メガネを却下されまた次を物色し始めるライトを横目にため息をつく私の脳裏には、先ほど立ち去るフライ皇子が残していった言葉が浮かんでいた。
『じゃあ二人とも、また後で。フローラ様は初めてなので色々大変だとは思いますが……、まぁ、頑張って下さい。』
そう言って微笑むその姿が、今はもう悪魔にしか感じられない。フライ皇子め、こうなるのがわかっててわざと私にライトを押し付けてったな……?
「おい、フローラ。これならどうだ?」
「えっ?これは……本??」
私が一人考え込んでいるうちに、またライトが次の候補を選んできたらしい。
目の前に差し出されたそれは、英国本みたいな赤茶色の地色に金箔装飾が入った表紙の本みたいだった。ただ、受け取ってみて触ると表紙が厚紙や布じゃなく木で出来ているのがわかる。
「デザインは素敵だけど……これは何?」
「オルゴールだよ、開けて曲も聞いてみてくれ。」
おぉっ、ようやくまともなセレクトが来た!
その事に密かに感動を覚えながら、センスの良いその蓋をそっと開く。
……と、次の瞬間。
「きゃーっ!!?」
留め具を外して蓋を持ち上げた瞬間、中から出てきた“何か”が蓋を勢いよく跳ねあげて目の前に飛び出してきた。

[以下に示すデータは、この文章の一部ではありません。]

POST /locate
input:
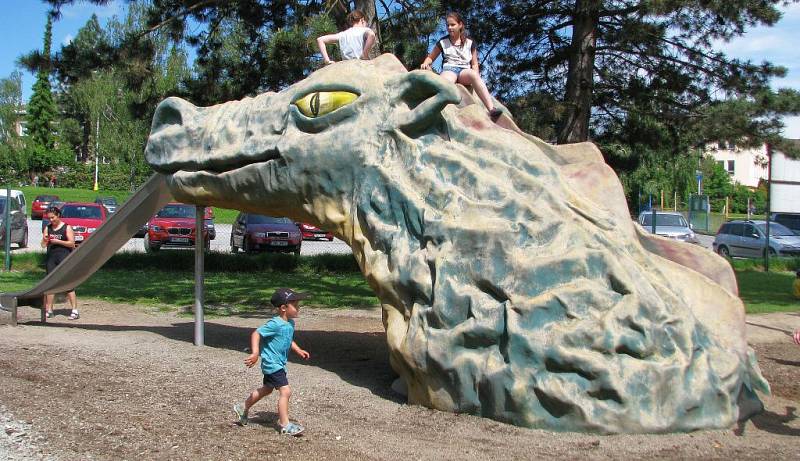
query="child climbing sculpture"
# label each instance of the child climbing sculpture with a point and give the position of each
(354, 43)
(460, 61)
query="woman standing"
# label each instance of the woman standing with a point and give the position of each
(60, 240)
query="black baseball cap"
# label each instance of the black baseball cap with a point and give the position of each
(286, 295)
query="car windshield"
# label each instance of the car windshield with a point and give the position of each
(775, 229)
(665, 220)
(261, 219)
(81, 212)
(176, 211)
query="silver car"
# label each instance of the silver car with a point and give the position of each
(668, 224)
(748, 239)
(18, 220)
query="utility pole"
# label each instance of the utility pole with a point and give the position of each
(769, 188)
(96, 153)
(7, 223)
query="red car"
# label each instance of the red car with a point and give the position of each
(84, 218)
(313, 232)
(173, 226)
(40, 205)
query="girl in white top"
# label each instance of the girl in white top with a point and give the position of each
(354, 43)
(460, 61)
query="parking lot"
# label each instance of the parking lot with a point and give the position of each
(221, 243)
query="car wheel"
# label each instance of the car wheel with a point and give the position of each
(24, 242)
(150, 248)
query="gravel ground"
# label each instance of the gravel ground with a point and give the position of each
(125, 382)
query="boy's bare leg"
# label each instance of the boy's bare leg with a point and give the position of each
(73, 301)
(283, 405)
(255, 396)
(48, 302)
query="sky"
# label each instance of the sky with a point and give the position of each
(23, 24)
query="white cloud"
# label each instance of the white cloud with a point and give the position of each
(81, 10)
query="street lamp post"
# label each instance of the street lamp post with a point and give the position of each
(96, 153)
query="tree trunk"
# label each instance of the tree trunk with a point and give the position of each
(578, 94)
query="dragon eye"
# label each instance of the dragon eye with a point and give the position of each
(323, 102)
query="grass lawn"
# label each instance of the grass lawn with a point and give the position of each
(226, 292)
(764, 292)
(332, 279)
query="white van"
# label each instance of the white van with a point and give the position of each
(18, 217)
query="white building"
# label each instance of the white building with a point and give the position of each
(749, 166)
(745, 165)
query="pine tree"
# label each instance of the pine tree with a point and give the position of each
(42, 107)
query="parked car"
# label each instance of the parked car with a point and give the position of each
(790, 220)
(668, 224)
(173, 226)
(84, 218)
(17, 218)
(313, 232)
(57, 204)
(40, 205)
(109, 202)
(748, 239)
(253, 232)
(209, 220)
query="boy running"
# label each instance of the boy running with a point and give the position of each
(277, 336)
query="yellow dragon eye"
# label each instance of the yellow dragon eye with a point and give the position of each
(323, 102)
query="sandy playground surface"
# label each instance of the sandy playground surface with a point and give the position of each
(126, 382)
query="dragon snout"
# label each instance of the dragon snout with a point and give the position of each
(172, 112)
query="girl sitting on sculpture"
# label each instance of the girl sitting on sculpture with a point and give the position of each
(460, 61)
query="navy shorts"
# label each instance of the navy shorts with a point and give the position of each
(277, 379)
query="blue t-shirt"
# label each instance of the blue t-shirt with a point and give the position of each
(276, 339)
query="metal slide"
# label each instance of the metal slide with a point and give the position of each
(96, 250)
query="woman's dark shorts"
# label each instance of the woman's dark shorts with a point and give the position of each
(54, 259)
(277, 379)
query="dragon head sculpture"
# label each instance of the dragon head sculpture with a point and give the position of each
(514, 284)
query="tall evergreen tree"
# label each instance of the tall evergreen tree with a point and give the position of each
(41, 110)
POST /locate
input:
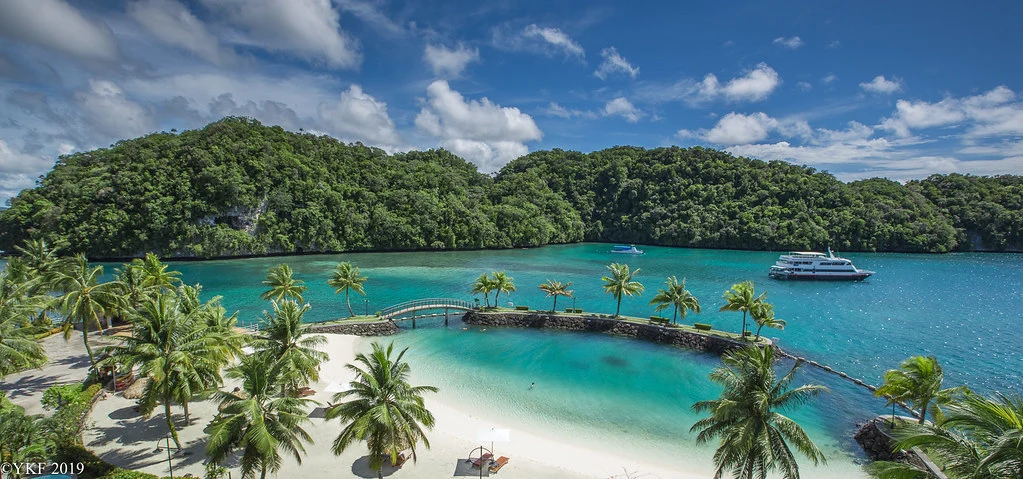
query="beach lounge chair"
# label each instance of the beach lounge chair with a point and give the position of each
(401, 460)
(498, 464)
(483, 460)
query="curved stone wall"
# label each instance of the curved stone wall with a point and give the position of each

不意の出来事で驚いてちょっとよろけた私を見ながら、ライトは口元を押さえつつ肩を震わす。
「ちょっと、驚いたではありませんか!!」
「それはそうだろう、それが目的のものだからな!」
ライトはびっくり箱が成功してご満悦なのか、『俺の目に狂いはなかった……』なんて一人悦に入っている。
あぁ、油断した私が馬鹿だった……!
中から飛び出し、オルゴールの音色に合わせるように揺れるびっくり箱の細工のピエロ。そのピエロにさえ笑われている気がした。
「くくっ、バッカみてぇ……。」
ほら、現に見知らぬ笑い声が……って!?
「ーっ!誰だ!」
その声に気づいたライトが、ほとんど他にお客さんが居ない店内で声を上げる。
その声が店内に響くなり、私の斜め後ろにあったひと一人入れそうな立派な花瓶がガタリと動いた。
「そこか……。ほらっ、大人しく出てこい!」
ライトがおもむろに花瓶に近づき、中に手を突っ込んで引っ張りあげたのは……
「あら……?」
オレンジっぽい髪の毛をツンツンのスポーツ刈りにした、小さな男の子だった。